In contrast to the operation just noted of the prior air fan, when air is "scooped" by intake blades 38 and 40 on impeller 20 the tendency for radially sliding movement thereof also takes place somewhat, but it is to be noted this air will impinge upon vertical walls 60 and 66 which effectively serve as closures for the ends of the blades 38 and 40 such that the air impinging against the walls 60 and 66 are turbulently forced towards the center section of impeller 20 where this air is well stirred and discharged as a homogeneous mixture by blades 42. Returning to FIG. 1, it can be seen that air from above is well mixed with air from below unit 10 by virtue of their impingement with each other, and after mixture are redistributed in a form which nullifies the effects of stratification.

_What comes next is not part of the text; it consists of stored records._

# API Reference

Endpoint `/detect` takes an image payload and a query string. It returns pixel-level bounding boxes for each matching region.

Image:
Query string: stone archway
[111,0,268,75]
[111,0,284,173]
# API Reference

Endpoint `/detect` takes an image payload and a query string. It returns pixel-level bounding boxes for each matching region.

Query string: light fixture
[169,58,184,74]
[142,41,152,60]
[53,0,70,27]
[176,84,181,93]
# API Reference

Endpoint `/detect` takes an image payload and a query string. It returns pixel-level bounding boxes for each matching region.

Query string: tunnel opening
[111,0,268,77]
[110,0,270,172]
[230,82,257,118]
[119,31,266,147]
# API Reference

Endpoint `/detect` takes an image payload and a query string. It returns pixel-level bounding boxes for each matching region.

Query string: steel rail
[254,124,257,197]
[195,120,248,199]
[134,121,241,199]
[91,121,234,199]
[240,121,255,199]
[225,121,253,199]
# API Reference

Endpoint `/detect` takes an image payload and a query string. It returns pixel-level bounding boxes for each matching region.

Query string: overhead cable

For completeness' sake, the remaining parts of air mixer 10 not yet described but shown in the figures consist of the balance of housing assembly 22, and are the lower grille or deflector assembly 80, intermediate deflectors 82, spacer sleeves 84, through eyebolts 86 and self-locking nuts 88, all of which are assembled as shown in the figures, and in particular in FIG. 3. Each of the air deflectors 82 and the respective upper and lower deflectors in assemblies 24 and 80 will be understood to have suitable holes 90 to receive throughbolts 86 with spacer sleeves 84 placed therebetween in stacked relation. Eyes 92 on the upper ends of bolts 86 serve as connectors for suspension means 16 to support the assembled unit 10.
While the apparatus for practicing the within inventive air mixing method herein shown and disclosed in detail is fully capable of attaining the objects and providing the advantages illustrative of the presently preferred imbodiment of the invention and that no limitations are intended to the detail of construction or design herein shown other than as defined in the appended claims.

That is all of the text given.